As for old-style energy efficiency oriented cogeneration, buried, almost literally in Section 1253 of Title XII, is Section 1253 “Cogeneration and Small Power Production Purchase and Sale Requirements” is a small headstone.

The thinking behind it reflects the end of an era; the virtual disconnection of life support systems for third party competition. Far from just being the surgical removal of an unnecessary appendix to an already realized national system of deregulation and/or fair competition, as it is meant to appear, the provision jeopardizes the ability of projects focused on achieving energy conservation in a cost effective financeable manner from succeeding - including newly promoted applications, such as those purported to be supported in the provisions of other sections of the electricity title, related to matters such as “demand response”. It’s worth walking through the Section, but as a trail map of the mindset of those stimulating the stampede.

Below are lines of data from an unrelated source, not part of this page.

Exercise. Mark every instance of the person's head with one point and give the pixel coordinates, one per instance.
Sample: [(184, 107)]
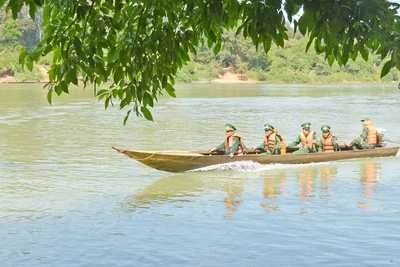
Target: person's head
[(325, 130), (306, 127), (229, 129), (268, 128), (366, 121)]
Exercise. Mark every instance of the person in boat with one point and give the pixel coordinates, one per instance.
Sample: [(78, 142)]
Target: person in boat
[(233, 144), (328, 141), (368, 137), (307, 138), (273, 142)]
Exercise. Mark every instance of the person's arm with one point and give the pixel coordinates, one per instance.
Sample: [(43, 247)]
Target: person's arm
[(319, 146), (335, 143), (278, 144), (261, 147), (364, 133), (295, 142), (235, 146), (221, 147)]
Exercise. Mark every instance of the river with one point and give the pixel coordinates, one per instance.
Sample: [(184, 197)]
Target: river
[(68, 199)]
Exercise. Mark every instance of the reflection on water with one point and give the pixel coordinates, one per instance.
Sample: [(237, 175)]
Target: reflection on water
[(313, 181), (370, 174), (272, 187), (327, 173), (307, 177)]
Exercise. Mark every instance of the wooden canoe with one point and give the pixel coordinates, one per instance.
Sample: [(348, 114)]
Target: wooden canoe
[(180, 161)]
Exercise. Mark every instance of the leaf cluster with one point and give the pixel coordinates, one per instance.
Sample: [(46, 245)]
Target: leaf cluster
[(140, 45)]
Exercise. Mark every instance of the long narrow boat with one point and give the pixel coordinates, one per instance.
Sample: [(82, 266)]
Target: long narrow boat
[(180, 161)]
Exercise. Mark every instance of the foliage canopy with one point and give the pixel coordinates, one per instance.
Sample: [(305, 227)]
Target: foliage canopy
[(140, 45)]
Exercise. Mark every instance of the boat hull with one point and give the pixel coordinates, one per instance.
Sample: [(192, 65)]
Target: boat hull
[(180, 161)]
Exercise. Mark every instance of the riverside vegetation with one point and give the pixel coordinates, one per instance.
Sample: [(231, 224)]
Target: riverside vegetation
[(281, 65)]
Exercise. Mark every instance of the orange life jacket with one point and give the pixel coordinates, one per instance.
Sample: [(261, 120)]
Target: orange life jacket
[(371, 138), (270, 142), (307, 140), (229, 141), (327, 145)]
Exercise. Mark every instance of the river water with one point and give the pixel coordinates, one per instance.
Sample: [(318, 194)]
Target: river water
[(68, 199)]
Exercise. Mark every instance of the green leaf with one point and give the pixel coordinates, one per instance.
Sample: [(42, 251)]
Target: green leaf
[(148, 99), (217, 48), (78, 48), (364, 53), (49, 96), (29, 64), (127, 116), (146, 113), (386, 68), (302, 26), (170, 90), (21, 59), (331, 59), (102, 92)]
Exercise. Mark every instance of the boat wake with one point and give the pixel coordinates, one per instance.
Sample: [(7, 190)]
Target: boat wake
[(245, 166)]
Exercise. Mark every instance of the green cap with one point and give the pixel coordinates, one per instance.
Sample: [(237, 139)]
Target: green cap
[(365, 119), (325, 128), (230, 127), (268, 127)]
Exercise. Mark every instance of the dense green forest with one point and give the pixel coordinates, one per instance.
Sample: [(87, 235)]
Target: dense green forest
[(282, 65)]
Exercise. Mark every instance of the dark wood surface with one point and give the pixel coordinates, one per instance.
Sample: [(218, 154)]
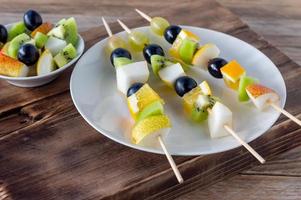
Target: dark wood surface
[(47, 151)]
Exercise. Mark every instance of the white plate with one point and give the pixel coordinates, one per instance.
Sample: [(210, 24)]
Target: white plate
[(94, 93), (34, 81)]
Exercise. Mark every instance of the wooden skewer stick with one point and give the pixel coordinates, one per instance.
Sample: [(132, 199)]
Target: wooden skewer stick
[(108, 29), (243, 143), (276, 107), (124, 26), (145, 16), (290, 116), (162, 144), (171, 161), (228, 128)]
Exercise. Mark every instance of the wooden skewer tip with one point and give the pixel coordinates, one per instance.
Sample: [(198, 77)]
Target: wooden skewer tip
[(107, 27), (145, 16), (124, 26), (290, 116), (171, 161)]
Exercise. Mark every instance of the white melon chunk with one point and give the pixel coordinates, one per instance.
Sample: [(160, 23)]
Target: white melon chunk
[(170, 73), (204, 54), (261, 95), (219, 116), (151, 140), (55, 45), (132, 73)]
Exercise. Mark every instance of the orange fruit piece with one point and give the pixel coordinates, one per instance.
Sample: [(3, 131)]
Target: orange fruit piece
[(43, 28)]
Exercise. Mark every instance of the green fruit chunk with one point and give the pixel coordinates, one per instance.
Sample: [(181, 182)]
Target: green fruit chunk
[(199, 114), (60, 60), (71, 31), (40, 39), (155, 108), (65, 56), (69, 52), (159, 25), (58, 32), (243, 83), (121, 61), (61, 22), (158, 62), (16, 29), (187, 50), (16, 43)]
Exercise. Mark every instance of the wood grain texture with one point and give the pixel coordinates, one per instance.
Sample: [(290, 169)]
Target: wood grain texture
[(47, 151)]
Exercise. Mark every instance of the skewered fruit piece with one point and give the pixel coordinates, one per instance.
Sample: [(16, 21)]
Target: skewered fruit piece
[(16, 43), (171, 33), (146, 131), (16, 29), (170, 73), (115, 42), (144, 96), (183, 35), (150, 50), (55, 45), (58, 32), (206, 53), (261, 96), (152, 109), (159, 62), (134, 88), (65, 56), (184, 84), (243, 83), (128, 74), (138, 40), (40, 39), (28, 54), (120, 61), (232, 72), (45, 63), (191, 97), (4, 49), (12, 67), (215, 65), (3, 34), (32, 19), (158, 25), (71, 35), (199, 114), (120, 52), (43, 28), (187, 50), (205, 88), (219, 116)]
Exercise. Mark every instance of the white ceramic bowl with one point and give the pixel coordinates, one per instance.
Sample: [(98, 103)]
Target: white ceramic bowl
[(34, 81)]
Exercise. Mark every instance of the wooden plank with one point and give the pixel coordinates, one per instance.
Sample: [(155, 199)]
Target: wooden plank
[(253, 188), (56, 155)]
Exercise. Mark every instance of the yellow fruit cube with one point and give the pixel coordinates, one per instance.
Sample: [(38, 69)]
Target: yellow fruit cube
[(232, 72)]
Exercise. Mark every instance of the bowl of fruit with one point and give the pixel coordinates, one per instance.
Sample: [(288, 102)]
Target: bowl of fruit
[(34, 52)]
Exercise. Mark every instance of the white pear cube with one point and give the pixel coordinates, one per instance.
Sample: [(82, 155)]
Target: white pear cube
[(55, 45), (219, 116), (205, 54), (170, 73), (127, 75)]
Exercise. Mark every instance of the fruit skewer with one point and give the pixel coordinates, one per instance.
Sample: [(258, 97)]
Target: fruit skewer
[(186, 87), (207, 56), (115, 43)]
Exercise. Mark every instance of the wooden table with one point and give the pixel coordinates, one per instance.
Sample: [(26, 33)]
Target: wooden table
[(47, 151)]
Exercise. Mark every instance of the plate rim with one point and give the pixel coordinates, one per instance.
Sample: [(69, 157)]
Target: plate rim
[(160, 151)]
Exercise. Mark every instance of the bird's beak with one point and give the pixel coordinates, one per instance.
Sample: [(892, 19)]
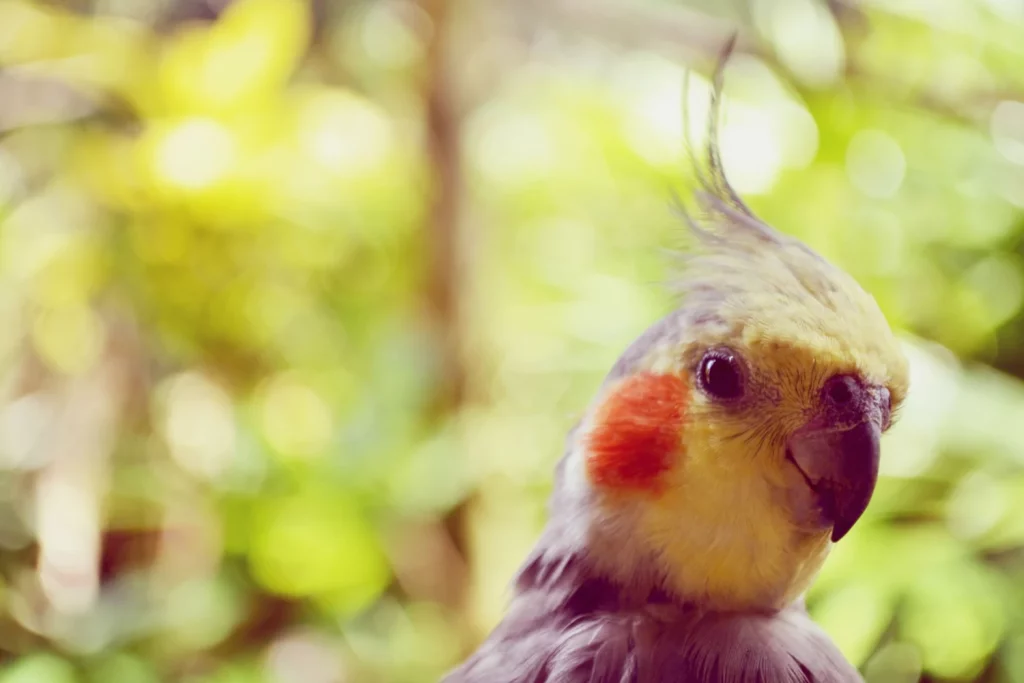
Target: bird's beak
[(840, 461)]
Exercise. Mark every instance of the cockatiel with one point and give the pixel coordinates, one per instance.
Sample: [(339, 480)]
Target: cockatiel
[(727, 450)]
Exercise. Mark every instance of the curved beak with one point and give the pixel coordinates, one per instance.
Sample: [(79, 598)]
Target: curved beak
[(840, 462)]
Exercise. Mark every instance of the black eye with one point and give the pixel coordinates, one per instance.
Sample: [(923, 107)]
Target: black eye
[(720, 375)]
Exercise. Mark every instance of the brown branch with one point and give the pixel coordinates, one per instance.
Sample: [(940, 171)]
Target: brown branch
[(444, 272)]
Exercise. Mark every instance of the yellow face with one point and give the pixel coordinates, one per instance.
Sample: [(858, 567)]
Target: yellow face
[(762, 400)]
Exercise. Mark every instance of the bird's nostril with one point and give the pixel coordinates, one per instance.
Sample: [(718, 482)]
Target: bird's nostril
[(841, 390)]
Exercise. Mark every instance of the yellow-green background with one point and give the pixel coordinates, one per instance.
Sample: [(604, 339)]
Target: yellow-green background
[(298, 300)]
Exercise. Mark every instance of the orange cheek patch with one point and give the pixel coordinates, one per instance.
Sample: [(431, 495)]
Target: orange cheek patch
[(637, 432)]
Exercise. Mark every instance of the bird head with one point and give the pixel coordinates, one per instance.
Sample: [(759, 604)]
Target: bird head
[(738, 438)]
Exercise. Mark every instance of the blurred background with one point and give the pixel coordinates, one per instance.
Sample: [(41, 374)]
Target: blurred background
[(298, 300)]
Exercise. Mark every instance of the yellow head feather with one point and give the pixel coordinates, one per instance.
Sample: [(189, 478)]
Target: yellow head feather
[(729, 529)]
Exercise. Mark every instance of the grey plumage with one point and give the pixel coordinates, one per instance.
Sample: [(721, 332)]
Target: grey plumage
[(567, 625), (569, 621)]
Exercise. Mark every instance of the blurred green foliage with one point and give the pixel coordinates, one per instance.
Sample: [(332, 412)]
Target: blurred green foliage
[(298, 300)]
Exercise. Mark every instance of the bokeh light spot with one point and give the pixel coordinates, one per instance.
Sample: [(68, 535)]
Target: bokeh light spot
[(1007, 128), (199, 425), (196, 154), (296, 420)]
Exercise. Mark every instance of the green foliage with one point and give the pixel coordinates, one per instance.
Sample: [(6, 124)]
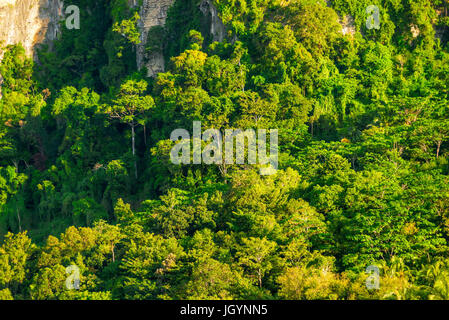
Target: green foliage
[(363, 164)]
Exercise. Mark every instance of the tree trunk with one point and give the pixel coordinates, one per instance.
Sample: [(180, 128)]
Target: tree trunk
[(438, 148), (134, 148), (18, 218)]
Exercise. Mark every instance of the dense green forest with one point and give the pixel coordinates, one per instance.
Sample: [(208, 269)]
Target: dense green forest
[(363, 179)]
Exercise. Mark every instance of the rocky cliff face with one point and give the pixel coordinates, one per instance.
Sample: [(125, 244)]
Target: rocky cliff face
[(217, 28), (30, 22), (154, 13)]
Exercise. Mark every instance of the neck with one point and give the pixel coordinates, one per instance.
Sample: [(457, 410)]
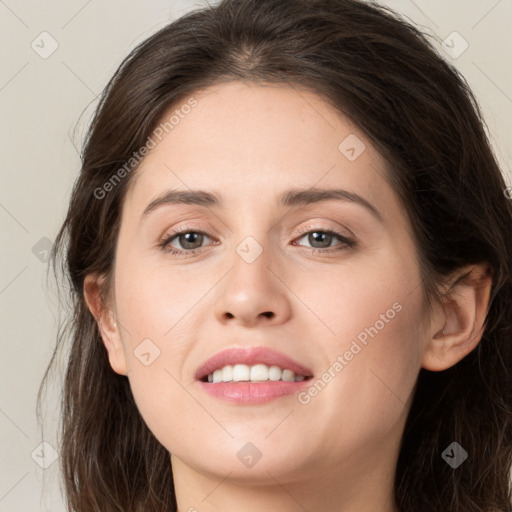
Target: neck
[(353, 487)]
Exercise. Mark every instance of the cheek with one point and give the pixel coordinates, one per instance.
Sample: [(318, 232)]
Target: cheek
[(372, 341)]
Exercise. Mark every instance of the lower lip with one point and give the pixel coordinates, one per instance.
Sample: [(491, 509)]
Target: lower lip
[(252, 392)]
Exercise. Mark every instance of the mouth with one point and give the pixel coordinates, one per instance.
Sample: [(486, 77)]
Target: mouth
[(251, 375), (255, 373)]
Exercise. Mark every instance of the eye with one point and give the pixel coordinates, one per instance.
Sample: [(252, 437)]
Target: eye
[(321, 239), (190, 241)]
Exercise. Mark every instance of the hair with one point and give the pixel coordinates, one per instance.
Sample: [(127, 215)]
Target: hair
[(419, 112)]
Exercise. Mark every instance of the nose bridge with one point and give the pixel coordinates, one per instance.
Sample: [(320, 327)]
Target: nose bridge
[(251, 292)]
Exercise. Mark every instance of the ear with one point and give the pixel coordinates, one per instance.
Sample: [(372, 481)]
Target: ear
[(458, 328), (107, 323)]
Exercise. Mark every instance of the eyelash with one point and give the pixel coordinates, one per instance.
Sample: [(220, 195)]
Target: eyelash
[(346, 242)]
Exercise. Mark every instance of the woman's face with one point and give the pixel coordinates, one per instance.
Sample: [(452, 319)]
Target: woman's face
[(256, 270)]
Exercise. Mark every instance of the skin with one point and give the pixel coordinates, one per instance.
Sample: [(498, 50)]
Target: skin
[(249, 143)]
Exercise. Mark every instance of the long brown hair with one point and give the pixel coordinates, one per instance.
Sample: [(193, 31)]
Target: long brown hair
[(387, 77)]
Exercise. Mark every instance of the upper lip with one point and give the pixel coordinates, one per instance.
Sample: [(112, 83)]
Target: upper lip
[(250, 356)]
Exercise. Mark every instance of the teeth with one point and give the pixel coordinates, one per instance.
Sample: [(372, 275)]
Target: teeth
[(255, 373)]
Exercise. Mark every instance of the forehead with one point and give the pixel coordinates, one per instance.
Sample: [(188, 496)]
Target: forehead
[(249, 140)]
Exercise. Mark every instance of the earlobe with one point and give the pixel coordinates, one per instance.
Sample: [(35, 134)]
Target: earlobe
[(459, 327), (106, 321)]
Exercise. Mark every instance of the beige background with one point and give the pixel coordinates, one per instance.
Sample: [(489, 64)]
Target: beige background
[(41, 102)]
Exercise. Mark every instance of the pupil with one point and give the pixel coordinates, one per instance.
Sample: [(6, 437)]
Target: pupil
[(317, 234), (186, 236)]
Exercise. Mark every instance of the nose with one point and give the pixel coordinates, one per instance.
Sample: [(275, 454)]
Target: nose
[(253, 293)]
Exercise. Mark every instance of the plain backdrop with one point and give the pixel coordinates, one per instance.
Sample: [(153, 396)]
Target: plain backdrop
[(56, 58)]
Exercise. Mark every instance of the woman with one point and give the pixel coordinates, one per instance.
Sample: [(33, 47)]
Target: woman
[(289, 248)]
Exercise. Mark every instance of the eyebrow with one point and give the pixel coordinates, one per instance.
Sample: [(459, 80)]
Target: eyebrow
[(290, 198)]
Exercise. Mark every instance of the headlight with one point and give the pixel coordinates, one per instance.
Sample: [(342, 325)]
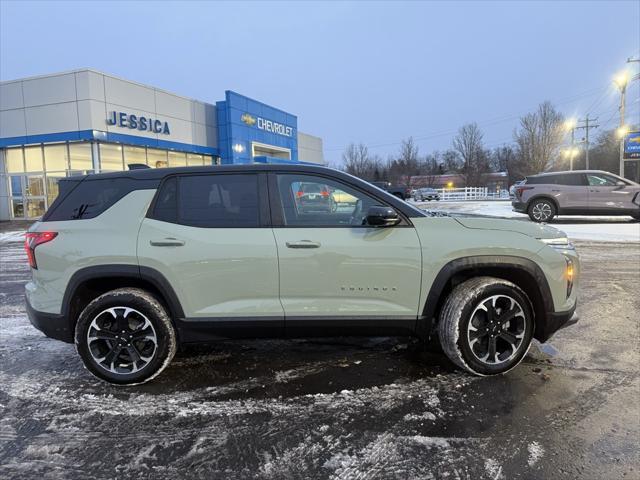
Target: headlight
[(560, 243)]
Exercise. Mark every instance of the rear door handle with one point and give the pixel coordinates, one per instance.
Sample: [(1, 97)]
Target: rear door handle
[(167, 242), (303, 244)]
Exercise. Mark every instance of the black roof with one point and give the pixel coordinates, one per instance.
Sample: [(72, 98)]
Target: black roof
[(151, 178), (160, 173)]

Subsection (a) of proposed section 1253 terminates mandatory obligations to purchase energy from an existing Qualified Facility (“QF”), when that QF has “non-discriminatory access” to one of three different possible markets (all presumably paradigms of perfection achieved in the electric power world or susceptible to the argument that they will soon be achieved):

  • An independently administered auction for both day ahead/real time sales for energy and long term capacity and energy markets; or
     
  • transmission and interconnection administered by an RTO pursuant to a non-discriminatory open access tariff and a “meaningful opportunity” to sell competitive capacity markets and energy markets to buyers other than the utility to which the QF is interconnected (i.e. considering “evidence of transactions” within the “relevant market”; or
     
  • wholesale capacity and energy markets of “comparative competitive quality”
     

In addition, utilities may file for relief even from these obligations with Commission approval on a service territory-wide basis, based on demonstrated compliance with any of the competitive market evaluation tests set forth above. This finding can only be reversed through a notice and comment based procedure.

Furthermore, the obligation of utilities to sell to QFs would not be required if either there were “competing” retail electric suppliers willing and able to sell in a territory, and the host utility was not required to do so.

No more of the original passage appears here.